There were more than fifteen hundred rupees in the roll of notes. Mahdar Iqbal had given us everything he had.
The author developed a preference over time, it seems, of building her stories toward an ironic payoff at the end. The reader who settles in for a binge of stories one after another is therefore set up for this upending of expectations which naturally can lead to predicting in advance the irony. (Kind of like watching episode of The Twilight Zone one after another.) But such predictability is accounted for by the author who decides that even if the reader knows a twist is coming, they won’t know whether this is a story with a positive ironic outcome for the protagonist or a negative. In this particular case, the final reverses everything that has been assumed by the characters with one of the more optimistic twist endings to be found among such types of stories.
“I still wonder which he was really diving for, the girl, or the thirty pounds’ weight of thin bar gold that drowned her.”

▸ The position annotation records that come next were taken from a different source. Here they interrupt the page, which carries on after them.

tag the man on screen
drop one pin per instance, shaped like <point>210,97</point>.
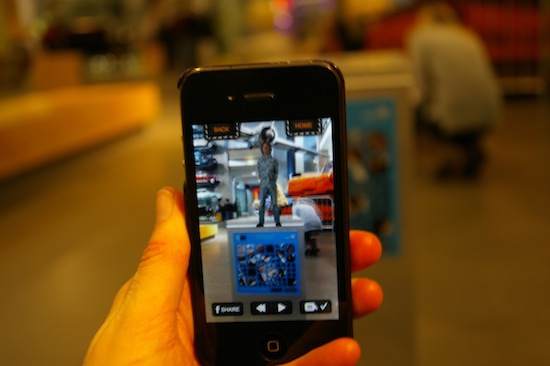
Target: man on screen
<point>268,170</point>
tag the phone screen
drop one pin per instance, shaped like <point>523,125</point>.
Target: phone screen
<point>266,217</point>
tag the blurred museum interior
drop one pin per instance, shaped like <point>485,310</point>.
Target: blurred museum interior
<point>90,131</point>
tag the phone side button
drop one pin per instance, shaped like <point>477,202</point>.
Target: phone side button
<point>273,347</point>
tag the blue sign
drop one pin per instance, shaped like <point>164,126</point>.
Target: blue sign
<point>373,169</point>
<point>267,263</point>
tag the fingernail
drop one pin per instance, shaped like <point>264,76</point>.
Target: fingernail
<point>165,204</point>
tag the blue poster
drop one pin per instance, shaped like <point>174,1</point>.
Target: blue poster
<point>267,263</point>
<point>373,169</point>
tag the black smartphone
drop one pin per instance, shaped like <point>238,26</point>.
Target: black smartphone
<point>266,209</point>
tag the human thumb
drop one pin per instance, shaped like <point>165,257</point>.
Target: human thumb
<point>160,277</point>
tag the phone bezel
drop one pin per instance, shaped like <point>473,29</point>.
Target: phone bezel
<point>298,89</point>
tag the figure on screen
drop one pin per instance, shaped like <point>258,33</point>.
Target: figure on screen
<point>268,170</point>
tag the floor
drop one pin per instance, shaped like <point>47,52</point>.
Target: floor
<point>470,286</point>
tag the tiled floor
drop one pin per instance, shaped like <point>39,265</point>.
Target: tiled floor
<point>471,286</point>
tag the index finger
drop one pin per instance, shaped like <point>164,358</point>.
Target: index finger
<point>365,249</point>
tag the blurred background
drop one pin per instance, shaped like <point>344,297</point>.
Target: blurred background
<point>89,131</point>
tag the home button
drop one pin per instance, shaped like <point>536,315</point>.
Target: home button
<point>273,347</point>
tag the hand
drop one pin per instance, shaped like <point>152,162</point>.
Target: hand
<point>151,321</point>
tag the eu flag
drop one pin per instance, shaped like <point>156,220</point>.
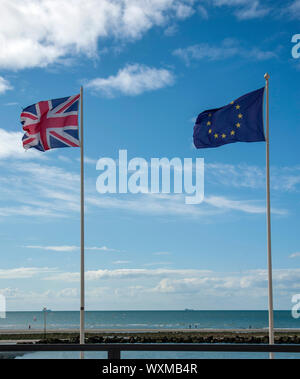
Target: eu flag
<point>239,121</point>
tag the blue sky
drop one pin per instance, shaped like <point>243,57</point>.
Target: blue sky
<point>148,68</point>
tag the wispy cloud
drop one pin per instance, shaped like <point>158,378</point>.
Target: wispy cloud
<point>4,85</point>
<point>162,253</point>
<point>11,146</point>
<point>51,38</point>
<point>68,248</point>
<point>227,49</point>
<point>132,80</point>
<point>295,255</point>
<point>24,272</point>
<point>245,9</point>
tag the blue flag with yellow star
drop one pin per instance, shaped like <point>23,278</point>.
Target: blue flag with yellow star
<point>239,121</point>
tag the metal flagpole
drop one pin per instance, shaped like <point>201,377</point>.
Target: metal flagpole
<point>270,286</point>
<point>81,226</point>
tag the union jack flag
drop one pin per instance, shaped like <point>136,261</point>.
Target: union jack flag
<point>51,124</point>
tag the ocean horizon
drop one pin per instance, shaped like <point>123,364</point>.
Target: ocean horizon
<point>152,319</point>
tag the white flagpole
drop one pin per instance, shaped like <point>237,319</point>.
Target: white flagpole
<point>81,225</point>
<point>270,285</point>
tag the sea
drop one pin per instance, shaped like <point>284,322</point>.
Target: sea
<point>149,320</point>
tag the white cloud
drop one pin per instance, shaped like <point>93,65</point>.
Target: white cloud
<point>162,253</point>
<point>24,272</point>
<point>162,289</point>
<point>133,80</point>
<point>36,33</point>
<point>294,9</point>
<point>4,85</point>
<point>228,48</point>
<point>242,206</point>
<point>295,255</point>
<point>245,9</point>
<point>285,178</point>
<point>11,146</point>
<point>67,248</point>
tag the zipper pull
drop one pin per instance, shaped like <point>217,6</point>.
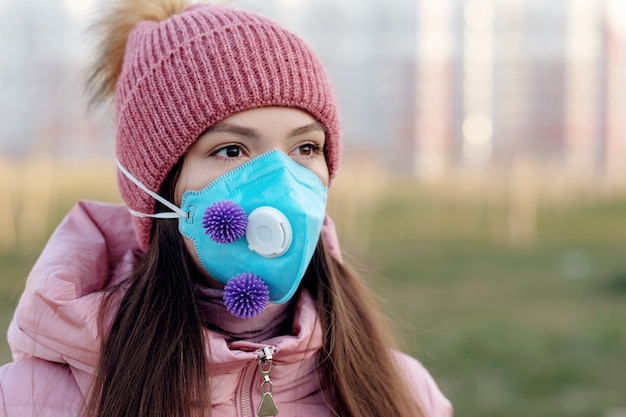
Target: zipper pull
<point>267,408</point>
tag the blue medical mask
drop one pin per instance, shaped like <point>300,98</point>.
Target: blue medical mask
<point>254,229</point>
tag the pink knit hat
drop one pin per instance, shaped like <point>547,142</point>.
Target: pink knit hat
<point>184,74</point>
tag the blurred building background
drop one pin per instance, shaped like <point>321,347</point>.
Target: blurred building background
<point>434,87</point>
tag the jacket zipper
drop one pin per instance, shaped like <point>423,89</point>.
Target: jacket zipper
<point>267,407</point>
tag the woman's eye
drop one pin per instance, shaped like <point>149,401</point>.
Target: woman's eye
<point>308,149</point>
<point>230,151</point>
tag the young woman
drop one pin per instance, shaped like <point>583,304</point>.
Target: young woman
<point>219,289</point>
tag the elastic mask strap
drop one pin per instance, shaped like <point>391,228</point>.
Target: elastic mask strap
<point>177,211</point>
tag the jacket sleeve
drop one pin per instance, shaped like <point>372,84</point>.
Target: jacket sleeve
<point>424,388</point>
<point>3,409</point>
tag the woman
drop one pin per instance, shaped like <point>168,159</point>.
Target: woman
<point>219,290</point>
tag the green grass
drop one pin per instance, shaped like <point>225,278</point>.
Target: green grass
<point>507,329</point>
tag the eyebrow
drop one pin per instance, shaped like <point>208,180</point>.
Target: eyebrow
<point>253,134</point>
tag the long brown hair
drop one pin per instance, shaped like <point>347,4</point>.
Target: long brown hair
<point>153,361</point>
<point>356,361</point>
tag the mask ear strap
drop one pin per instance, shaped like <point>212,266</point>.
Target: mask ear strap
<point>177,212</point>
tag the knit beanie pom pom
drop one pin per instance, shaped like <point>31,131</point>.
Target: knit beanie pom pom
<point>111,29</point>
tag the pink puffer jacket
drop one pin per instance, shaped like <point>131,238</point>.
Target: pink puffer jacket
<point>55,341</point>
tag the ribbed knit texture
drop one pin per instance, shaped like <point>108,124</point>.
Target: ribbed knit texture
<point>184,74</point>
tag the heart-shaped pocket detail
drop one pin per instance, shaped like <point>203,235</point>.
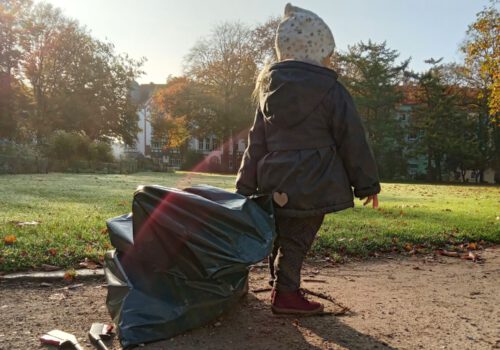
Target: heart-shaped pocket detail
<point>280,198</point>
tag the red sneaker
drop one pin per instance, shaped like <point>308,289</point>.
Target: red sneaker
<point>293,303</point>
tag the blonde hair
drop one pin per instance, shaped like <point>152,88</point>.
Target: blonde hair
<point>259,82</point>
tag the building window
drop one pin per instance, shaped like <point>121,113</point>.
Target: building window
<point>215,144</point>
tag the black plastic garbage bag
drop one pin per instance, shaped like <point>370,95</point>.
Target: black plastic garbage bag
<point>182,258</point>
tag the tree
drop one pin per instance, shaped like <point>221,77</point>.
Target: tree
<point>13,101</point>
<point>482,51</point>
<point>371,74</point>
<point>445,129</point>
<point>170,107</point>
<point>78,83</point>
<point>263,36</point>
<point>223,66</point>
<point>481,73</point>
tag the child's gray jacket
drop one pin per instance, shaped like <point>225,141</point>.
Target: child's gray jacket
<point>307,142</point>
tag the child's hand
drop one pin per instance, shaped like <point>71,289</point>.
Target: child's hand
<point>371,198</point>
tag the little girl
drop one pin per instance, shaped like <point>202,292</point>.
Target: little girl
<point>307,147</point>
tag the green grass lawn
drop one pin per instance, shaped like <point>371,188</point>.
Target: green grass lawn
<point>72,208</point>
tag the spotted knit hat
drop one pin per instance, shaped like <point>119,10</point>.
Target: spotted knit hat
<point>304,36</point>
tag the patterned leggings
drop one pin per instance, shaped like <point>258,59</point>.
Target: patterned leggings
<point>294,239</point>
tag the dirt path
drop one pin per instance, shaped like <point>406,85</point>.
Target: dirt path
<point>397,303</point>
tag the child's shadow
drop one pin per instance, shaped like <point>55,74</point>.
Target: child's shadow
<point>251,325</point>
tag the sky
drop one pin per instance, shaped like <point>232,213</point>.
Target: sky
<point>163,31</point>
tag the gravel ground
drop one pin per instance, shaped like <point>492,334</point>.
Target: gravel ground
<point>422,302</point>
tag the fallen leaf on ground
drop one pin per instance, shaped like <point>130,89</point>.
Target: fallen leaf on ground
<point>472,246</point>
<point>447,253</point>
<point>9,239</point>
<point>69,275</point>
<point>47,267</point>
<point>52,251</point>
<point>57,296</point>
<point>408,247</point>
<point>471,256</point>
<point>25,223</point>
<point>89,264</point>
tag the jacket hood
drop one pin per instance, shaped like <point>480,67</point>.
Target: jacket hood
<point>291,91</point>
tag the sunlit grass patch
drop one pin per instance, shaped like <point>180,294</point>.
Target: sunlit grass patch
<point>68,214</point>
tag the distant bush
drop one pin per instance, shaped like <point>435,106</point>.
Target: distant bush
<point>69,148</point>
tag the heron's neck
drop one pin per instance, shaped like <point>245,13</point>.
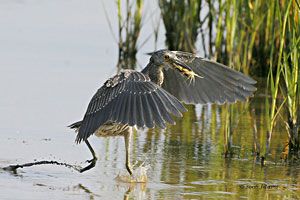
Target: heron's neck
<point>154,72</point>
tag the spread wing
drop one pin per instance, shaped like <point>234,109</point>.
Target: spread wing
<point>217,83</point>
<point>129,98</point>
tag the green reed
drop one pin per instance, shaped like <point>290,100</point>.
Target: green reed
<point>129,23</point>
<point>290,72</point>
<point>182,22</point>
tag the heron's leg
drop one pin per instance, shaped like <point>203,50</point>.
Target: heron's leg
<point>92,161</point>
<point>127,137</point>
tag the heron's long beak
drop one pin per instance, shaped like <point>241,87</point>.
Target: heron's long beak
<point>184,69</point>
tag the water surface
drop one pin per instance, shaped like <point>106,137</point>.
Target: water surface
<point>54,56</point>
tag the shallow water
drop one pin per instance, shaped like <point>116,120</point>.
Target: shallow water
<point>50,67</point>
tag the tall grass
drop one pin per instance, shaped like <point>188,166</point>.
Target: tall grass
<point>130,23</point>
<point>262,38</point>
<point>182,23</point>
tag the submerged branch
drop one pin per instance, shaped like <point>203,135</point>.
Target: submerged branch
<point>14,168</point>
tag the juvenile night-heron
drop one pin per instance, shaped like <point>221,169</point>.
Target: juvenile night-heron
<point>149,98</point>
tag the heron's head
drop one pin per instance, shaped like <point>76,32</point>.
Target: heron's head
<point>173,60</point>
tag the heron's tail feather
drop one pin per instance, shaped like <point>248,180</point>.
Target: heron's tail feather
<point>75,125</point>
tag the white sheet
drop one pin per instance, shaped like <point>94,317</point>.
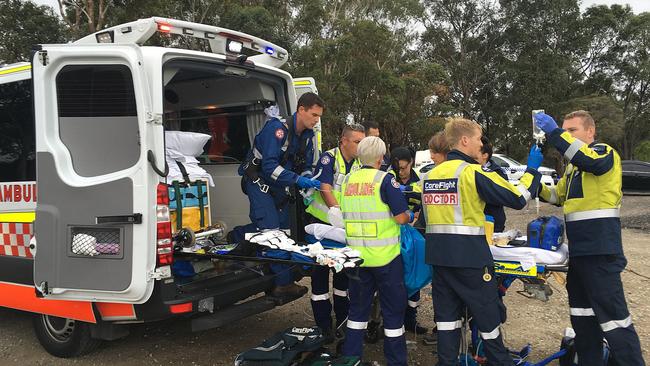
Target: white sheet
<point>322,231</point>
<point>182,147</point>
<point>529,257</point>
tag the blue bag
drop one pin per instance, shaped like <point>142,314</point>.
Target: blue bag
<point>546,232</point>
<point>417,274</point>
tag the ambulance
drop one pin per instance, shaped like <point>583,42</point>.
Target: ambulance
<point>83,152</point>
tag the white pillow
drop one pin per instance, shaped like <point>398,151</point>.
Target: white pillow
<point>187,143</point>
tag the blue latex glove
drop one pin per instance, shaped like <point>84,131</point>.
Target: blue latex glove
<point>535,157</point>
<point>306,183</point>
<point>545,122</point>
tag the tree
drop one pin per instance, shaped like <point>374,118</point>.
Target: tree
<point>37,25</point>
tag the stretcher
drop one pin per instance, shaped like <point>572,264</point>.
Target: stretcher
<point>531,266</point>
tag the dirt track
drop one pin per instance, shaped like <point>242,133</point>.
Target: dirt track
<point>171,343</point>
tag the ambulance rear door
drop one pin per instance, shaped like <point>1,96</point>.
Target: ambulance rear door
<point>95,214</point>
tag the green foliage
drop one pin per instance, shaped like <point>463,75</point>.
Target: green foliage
<point>24,24</point>
<point>642,151</point>
<point>409,64</point>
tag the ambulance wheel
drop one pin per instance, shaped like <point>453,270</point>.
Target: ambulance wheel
<point>64,337</point>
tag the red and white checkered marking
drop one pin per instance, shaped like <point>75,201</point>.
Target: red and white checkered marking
<point>15,239</point>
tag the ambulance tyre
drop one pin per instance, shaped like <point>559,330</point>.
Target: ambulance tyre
<point>64,337</point>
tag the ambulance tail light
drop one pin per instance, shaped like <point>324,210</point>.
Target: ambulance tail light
<point>164,244</point>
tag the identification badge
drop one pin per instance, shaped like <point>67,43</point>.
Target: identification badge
<point>440,192</point>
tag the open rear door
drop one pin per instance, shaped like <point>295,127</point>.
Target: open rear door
<point>96,191</point>
<point>302,86</point>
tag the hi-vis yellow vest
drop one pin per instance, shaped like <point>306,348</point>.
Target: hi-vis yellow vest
<point>370,227</point>
<point>318,208</point>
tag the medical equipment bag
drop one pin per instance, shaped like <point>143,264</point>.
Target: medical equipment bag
<point>545,232</point>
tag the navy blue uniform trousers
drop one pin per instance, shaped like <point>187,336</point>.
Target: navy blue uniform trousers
<point>388,280</point>
<point>455,288</point>
<point>320,299</point>
<point>598,309</point>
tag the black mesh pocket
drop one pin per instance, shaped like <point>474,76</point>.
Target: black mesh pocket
<point>92,242</point>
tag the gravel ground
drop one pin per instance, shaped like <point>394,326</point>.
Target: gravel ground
<point>529,321</point>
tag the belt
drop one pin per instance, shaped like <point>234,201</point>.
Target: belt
<point>593,214</point>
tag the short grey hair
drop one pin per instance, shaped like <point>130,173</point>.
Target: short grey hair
<point>371,149</point>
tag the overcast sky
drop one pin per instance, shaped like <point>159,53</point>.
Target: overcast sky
<point>638,6</point>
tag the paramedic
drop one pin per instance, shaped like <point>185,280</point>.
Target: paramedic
<point>372,129</point>
<point>282,155</point>
<point>438,147</point>
<point>402,168</point>
<point>373,208</point>
<point>454,195</point>
<point>590,192</point>
<point>332,167</point>
<point>496,212</point>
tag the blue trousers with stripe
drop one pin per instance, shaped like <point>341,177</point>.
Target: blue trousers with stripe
<point>455,288</point>
<point>388,281</point>
<point>599,310</point>
<point>320,299</point>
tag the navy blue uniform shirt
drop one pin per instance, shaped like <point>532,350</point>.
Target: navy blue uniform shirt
<point>268,147</point>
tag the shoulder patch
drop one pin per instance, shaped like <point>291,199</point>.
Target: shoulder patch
<point>325,159</point>
<point>393,181</point>
<point>601,149</point>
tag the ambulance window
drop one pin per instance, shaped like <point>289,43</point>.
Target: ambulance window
<point>17,140</point>
<point>98,120</point>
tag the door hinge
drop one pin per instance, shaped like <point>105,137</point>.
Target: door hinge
<point>155,118</point>
<point>160,273</point>
<point>42,289</point>
<point>43,58</point>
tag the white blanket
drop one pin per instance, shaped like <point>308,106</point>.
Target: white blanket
<point>182,147</point>
<point>529,257</point>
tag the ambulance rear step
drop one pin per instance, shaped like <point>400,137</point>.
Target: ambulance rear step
<point>233,313</point>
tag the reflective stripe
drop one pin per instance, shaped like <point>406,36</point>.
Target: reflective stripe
<point>593,214</point>
<point>18,217</point>
<point>392,333</point>
<point>614,324</point>
<point>491,335</point>
<point>372,242</point>
<point>458,209</point>
<point>276,172</point>
<point>553,198</point>
<point>357,325</point>
<point>257,153</point>
<point>366,215</point>
<point>449,325</point>
<point>321,297</point>
<point>524,191</point>
<point>15,69</point>
<point>573,149</point>
<point>455,229</point>
<point>341,293</point>
<point>319,206</point>
<point>582,312</point>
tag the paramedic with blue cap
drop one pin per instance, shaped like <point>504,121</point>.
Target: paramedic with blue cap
<point>590,193</point>
<point>454,195</point>
<point>282,155</point>
<point>373,209</point>
<point>332,167</point>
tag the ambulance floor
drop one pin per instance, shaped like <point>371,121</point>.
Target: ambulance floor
<point>172,343</point>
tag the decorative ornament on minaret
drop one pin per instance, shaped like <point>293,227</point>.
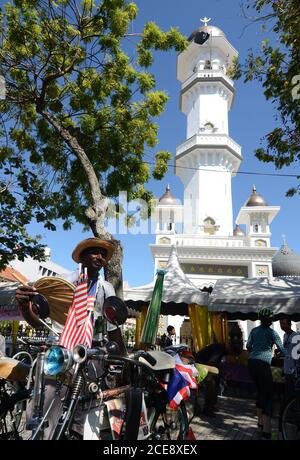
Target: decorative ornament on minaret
<point>286,262</point>
<point>209,158</point>
<point>167,212</point>
<point>257,216</point>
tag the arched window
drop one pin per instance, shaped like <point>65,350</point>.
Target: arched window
<point>207,65</point>
<point>209,226</point>
<point>164,240</point>
<point>260,243</point>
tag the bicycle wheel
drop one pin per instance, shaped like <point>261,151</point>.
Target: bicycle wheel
<point>172,424</point>
<point>12,422</point>
<point>290,420</point>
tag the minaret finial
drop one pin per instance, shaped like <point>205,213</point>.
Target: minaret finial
<point>205,20</point>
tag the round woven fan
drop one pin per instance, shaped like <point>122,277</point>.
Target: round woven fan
<point>59,294</point>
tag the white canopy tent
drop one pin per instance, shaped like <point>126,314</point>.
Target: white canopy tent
<point>8,308</point>
<point>241,298</point>
<point>178,291</point>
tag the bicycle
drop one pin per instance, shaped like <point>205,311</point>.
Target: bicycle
<point>145,380</point>
<point>21,380</point>
<point>289,422</point>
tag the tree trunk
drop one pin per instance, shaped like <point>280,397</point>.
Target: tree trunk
<point>95,214</point>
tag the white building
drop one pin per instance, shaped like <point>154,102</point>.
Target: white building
<point>209,246</point>
<point>33,269</point>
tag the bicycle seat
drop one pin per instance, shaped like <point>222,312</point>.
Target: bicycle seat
<point>12,369</point>
<point>175,349</point>
<point>163,360</point>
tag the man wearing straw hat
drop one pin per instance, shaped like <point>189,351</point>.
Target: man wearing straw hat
<point>92,254</point>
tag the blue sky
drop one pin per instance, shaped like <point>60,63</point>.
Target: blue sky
<point>250,118</point>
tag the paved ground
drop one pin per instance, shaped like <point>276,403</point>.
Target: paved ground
<point>235,420</point>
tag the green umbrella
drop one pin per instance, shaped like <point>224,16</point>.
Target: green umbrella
<point>149,332</point>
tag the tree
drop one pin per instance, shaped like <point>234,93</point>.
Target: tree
<point>277,67</point>
<point>79,111</point>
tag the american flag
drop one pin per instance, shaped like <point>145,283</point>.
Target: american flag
<point>80,320</point>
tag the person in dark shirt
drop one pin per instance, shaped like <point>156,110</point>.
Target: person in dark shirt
<point>212,355</point>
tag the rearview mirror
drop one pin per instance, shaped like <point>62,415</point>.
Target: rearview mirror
<point>115,310</point>
<point>42,305</point>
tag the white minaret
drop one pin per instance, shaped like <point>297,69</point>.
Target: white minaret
<point>209,158</point>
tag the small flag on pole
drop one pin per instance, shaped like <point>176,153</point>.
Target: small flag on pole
<point>80,320</point>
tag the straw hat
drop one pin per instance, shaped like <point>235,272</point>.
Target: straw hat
<point>59,295</point>
<point>93,243</point>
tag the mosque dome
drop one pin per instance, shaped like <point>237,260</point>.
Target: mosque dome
<point>286,262</point>
<point>212,30</point>
<point>256,199</point>
<point>168,199</point>
<point>238,231</point>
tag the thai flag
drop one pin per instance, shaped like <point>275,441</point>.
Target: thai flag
<point>188,372</point>
<point>177,390</point>
<point>80,320</point>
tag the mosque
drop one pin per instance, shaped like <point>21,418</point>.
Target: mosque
<point>209,246</point>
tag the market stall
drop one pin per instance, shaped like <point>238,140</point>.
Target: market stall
<point>240,299</point>
<point>180,297</point>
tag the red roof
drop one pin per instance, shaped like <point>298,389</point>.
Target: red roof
<point>10,274</point>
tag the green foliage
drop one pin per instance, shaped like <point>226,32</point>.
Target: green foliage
<point>79,112</point>
<point>277,66</point>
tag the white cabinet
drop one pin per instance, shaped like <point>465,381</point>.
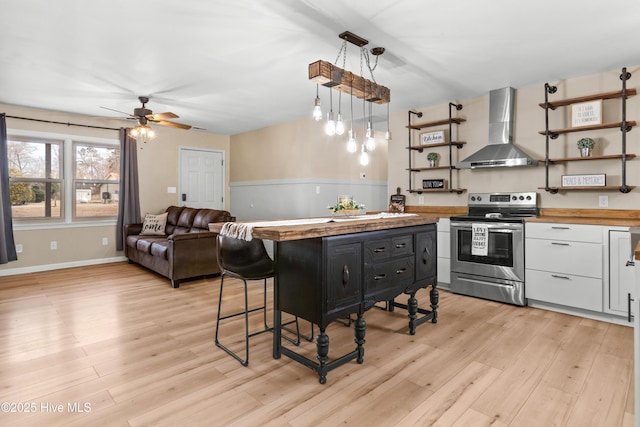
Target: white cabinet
<point>444,251</point>
<point>564,264</point>
<point>620,269</point>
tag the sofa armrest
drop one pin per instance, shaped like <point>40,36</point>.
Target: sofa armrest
<point>130,229</point>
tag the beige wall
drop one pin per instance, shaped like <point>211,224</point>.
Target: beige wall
<point>301,149</point>
<point>529,119</point>
<point>158,169</point>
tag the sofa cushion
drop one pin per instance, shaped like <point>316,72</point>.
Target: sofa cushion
<point>206,216</point>
<point>159,248</point>
<point>173,213</point>
<point>154,225</point>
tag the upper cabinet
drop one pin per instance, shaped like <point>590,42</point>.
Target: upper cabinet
<point>585,116</point>
<point>442,145</point>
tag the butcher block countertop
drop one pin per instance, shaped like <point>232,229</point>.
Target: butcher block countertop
<point>358,224</point>
<point>613,217</point>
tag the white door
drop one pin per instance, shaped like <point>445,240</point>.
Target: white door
<point>201,178</point>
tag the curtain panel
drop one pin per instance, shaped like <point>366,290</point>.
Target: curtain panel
<point>7,243</point>
<point>129,203</point>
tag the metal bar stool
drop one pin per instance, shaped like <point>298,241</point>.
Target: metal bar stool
<point>246,260</point>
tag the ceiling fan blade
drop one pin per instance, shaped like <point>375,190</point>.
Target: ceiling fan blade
<point>162,116</point>
<point>172,124</point>
<point>117,111</point>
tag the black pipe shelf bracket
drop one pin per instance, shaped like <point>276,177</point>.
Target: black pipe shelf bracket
<point>450,122</point>
<point>624,125</point>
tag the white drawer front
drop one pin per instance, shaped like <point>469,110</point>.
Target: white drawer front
<point>572,232</point>
<point>564,289</point>
<point>578,258</point>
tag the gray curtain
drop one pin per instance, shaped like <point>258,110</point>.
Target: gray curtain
<point>129,197</point>
<point>7,244</point>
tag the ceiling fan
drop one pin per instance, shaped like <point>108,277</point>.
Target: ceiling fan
<point>143,115</point>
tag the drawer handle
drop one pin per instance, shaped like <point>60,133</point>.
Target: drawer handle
<point>425,255</point>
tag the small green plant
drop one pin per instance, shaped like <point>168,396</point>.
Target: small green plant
<point>586,143</point>
<point>346,205</point>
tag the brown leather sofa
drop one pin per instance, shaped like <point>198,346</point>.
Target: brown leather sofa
<point>188,248</point>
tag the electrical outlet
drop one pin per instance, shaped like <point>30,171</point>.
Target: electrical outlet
<point>603,201</point>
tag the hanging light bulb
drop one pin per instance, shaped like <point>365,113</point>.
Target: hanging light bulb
<point>317,110</point>
<point>339,122</point>
<point>364,157</point>
<point>370,141</point>
<point>330,127</point>
<point>352,145</point>
<point>339,125</point>
<point>387,135</point>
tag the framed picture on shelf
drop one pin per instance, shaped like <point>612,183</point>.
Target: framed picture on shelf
<point>595,180</point>
<point>586,113</point>
<point>427,138</point>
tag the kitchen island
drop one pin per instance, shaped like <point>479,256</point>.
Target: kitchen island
<point>331,269</point>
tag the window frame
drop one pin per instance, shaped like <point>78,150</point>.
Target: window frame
<point>67,197</point>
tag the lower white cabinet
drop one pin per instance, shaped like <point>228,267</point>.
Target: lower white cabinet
<point>621,272</point>
<point>564,264</point>
<point>444,251</point>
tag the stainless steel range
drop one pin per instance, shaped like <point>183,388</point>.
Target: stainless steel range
<point>487,246</point>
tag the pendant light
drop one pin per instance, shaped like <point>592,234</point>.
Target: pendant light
<point>352,145</point>
<point>330,127</point>
<point>317,110</point>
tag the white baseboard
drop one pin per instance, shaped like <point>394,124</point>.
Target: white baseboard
<point>49,267</point>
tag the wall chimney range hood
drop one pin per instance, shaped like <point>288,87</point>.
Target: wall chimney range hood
<point>500,150</point>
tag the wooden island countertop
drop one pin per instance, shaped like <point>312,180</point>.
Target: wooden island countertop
<point>280,233</point>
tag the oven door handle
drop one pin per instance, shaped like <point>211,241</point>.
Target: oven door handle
<point>494,229</point>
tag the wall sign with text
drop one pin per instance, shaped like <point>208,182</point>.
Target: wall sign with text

At the other end of the spectrum is this final line of “The Golden Girl.” The title character is a breathtakingly beautiful and quite obviously pregnant blonde woman who is on a ship heading from Liverpool to Bombay with her husband. Fire breaks out and a call to lifeboats goes out thought conditions are such that a panic is avoided. It is for this reason that the narrator fulfills his role as crew member by gently guiding the woman who is notably pregnant because of the juxtaposition with her otherwise diminutive frame over the rails and directly into the water where a lifeboat crew was waiting just yards away. Only it turns out she was never pregnant, but using that condition to disguise the gold she was smuggling which, as a result, caused her to immediately sink like a stone straight out of sight of the rescue boat, never to be seen alive again.